Germany on Nov. 15 completed construction of its first floating terminal for LNG at the North Sea port of Wilhelmshaven as it scrambles to secure more LNG and move away from Russian pipeline gas.

“The new LNG landing place is a big step towards a secure energy supply,” said Lower Saxony state economy minister Olaf Lies in a statement.

Federal economy minister Robert Habeck said that Wilhelmshaven would become functional around the turn of the year, as would a second floating terminal at the Brunsbuettel North Sea port.

The Wilhelmshaven floating storage and regasification (FSRU) unit, for utility Uniper, will be moored at a now expanded pier and enabled to regasify LNG arriving on special tankers.

The new port infrastructure there will be equipped to switch to imports of low-carbon energy sources such as hydrogen in the future, said Lower Saxony environment minister Christian Meyer.

Germany relied on Russia for nearly a third of its gas last year but Berlin, which aims to halt any remaining Russian flows by the summer of 2024, in May started fast-tracking FSRU applications and related ones for more permanent, onshore LNG reception terminals at some sites.

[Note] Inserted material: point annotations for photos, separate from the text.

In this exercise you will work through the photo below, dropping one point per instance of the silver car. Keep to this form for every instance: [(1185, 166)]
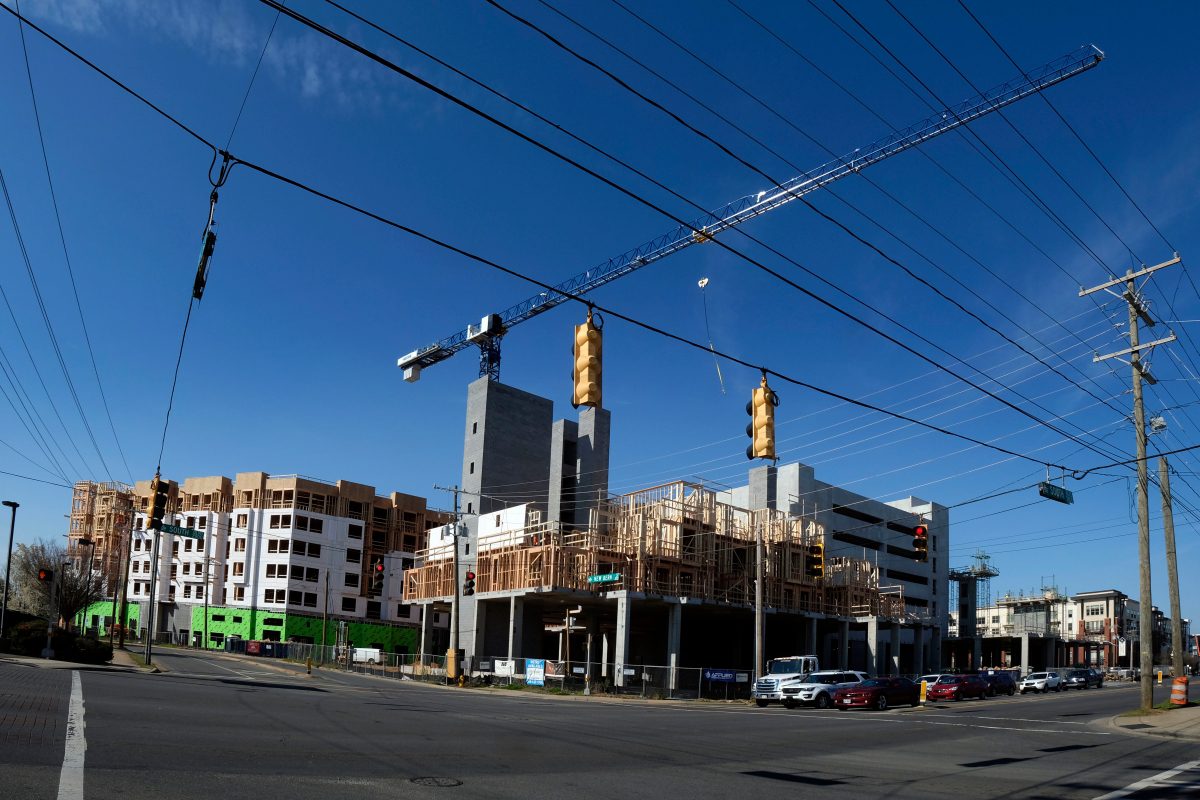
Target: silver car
[(1041, 681)]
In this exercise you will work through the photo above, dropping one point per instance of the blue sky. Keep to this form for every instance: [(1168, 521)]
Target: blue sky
[(289, 365)]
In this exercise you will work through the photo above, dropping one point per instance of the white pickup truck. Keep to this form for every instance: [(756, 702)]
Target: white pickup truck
[(781, 672)]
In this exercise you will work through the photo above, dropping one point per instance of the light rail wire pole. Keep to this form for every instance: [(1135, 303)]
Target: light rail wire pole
[(7, 565), (1138, 308)]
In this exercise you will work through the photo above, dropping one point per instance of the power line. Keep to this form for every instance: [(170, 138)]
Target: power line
[(63, 239)]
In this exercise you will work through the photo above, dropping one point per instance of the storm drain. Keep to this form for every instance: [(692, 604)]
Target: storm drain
[(436, 781)]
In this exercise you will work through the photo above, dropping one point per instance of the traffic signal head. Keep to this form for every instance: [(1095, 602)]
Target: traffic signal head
[(159, 492), (921, 542), (587, 364), (761, 429), (377, 573), (814, 561)]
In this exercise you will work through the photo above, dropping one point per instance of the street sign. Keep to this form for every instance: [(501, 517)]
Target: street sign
[(1056, 493), (183, 531)]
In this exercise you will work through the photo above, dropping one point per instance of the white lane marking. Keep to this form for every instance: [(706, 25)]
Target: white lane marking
[(71, 777), (1153, 781)]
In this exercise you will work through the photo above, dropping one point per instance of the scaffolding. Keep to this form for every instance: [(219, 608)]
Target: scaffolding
[(669, 540)]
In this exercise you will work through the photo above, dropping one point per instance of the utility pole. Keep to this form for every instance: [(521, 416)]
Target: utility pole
[(1173, 571), (757, 601), (1138, 308)]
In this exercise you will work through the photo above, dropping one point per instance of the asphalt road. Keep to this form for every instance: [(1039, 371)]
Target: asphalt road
[(233, 728)]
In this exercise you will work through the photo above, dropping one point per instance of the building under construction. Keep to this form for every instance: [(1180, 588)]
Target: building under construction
[(667, 575)]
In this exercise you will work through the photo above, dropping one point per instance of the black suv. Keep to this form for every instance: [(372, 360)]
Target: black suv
[(1000, 683)]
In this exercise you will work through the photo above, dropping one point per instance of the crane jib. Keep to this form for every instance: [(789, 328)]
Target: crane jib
[(753, 205)]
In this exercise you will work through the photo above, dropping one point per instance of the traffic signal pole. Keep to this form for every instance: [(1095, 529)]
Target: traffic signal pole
[(1138, 370)]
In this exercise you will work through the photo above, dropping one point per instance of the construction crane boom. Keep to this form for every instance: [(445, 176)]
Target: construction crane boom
[(492, 328)]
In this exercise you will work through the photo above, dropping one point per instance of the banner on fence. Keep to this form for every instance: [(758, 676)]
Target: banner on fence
[(535, 672)]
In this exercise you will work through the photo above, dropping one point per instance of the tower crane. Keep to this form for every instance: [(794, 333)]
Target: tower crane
[(492, 328)]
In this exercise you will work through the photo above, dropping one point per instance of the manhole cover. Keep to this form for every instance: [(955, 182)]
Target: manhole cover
[(437, 781)]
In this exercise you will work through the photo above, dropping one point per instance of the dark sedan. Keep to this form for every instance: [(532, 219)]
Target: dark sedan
[(877, 693), (957, 687)]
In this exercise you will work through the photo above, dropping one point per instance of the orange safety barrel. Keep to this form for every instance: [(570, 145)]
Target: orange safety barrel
[(1180, 691)]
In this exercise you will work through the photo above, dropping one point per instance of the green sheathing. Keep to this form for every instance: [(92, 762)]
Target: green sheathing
[(251, 626), (231, 623), (389, 638), (103, 609)]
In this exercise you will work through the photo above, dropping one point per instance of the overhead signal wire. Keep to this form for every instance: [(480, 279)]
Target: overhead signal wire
[(49, 325), (63, 239), (833, 192), (485, 262), (1074, 132), (723, 148)]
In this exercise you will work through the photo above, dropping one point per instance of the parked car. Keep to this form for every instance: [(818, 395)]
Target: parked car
[(1000, 683), (955, 687), (819, 687), (1041, 681), (1077, 679), (877, 693)]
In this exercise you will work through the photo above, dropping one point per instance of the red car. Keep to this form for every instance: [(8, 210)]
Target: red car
[(877, 693), (955, 687)]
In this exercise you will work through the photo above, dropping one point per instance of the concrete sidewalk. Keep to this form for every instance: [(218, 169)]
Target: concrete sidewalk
[(1177, 723)]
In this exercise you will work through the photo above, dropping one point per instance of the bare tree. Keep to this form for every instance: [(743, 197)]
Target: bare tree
[(73, 589)]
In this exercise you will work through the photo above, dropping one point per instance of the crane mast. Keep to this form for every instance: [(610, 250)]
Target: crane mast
[(486, 336)]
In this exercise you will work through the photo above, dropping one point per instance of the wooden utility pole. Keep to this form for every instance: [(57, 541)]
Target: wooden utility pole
[(1173, 571), (1138, 370)]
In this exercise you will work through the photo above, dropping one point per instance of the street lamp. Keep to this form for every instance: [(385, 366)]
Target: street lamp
[(7, 569)]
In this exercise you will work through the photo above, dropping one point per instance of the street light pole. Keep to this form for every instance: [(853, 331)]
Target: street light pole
[(7, 567)]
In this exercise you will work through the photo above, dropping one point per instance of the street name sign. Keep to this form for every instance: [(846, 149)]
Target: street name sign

The designated Wilhelmshaven FSRU, the vessel Hoegh Esperanza, is still located at a shipyard in Brest, France, Eikon Refinitiv ship tracking data showed. A spokesperson for the ministry led by Lies said the Esperanza was expected to arrive fully laden in mid-December and would be able to process incoming LNG tankers from January.

Habeck, listing the next steps in Germany’s LNG strategy, said the FSRU for RWE in Brunsbuettel should also arrive around the turn of the year, and projects at Stade and Lubmin would become operational at the end of 2023.

Wilhelmshaven will have another FSRU start-up in the fourth quarter of next year, operated by owner Excelerate Energy on behalf of a consortium of Tree Energy Solutions, E.ON and Engie.

A privately chartered and operated FSRU was also expected at Lubmin at the end of this year.

Taken together, the six FSRUs could theoretically cover a third of Germany’s annual gas needs, based on the 90.5 Bcm consumed in 2021.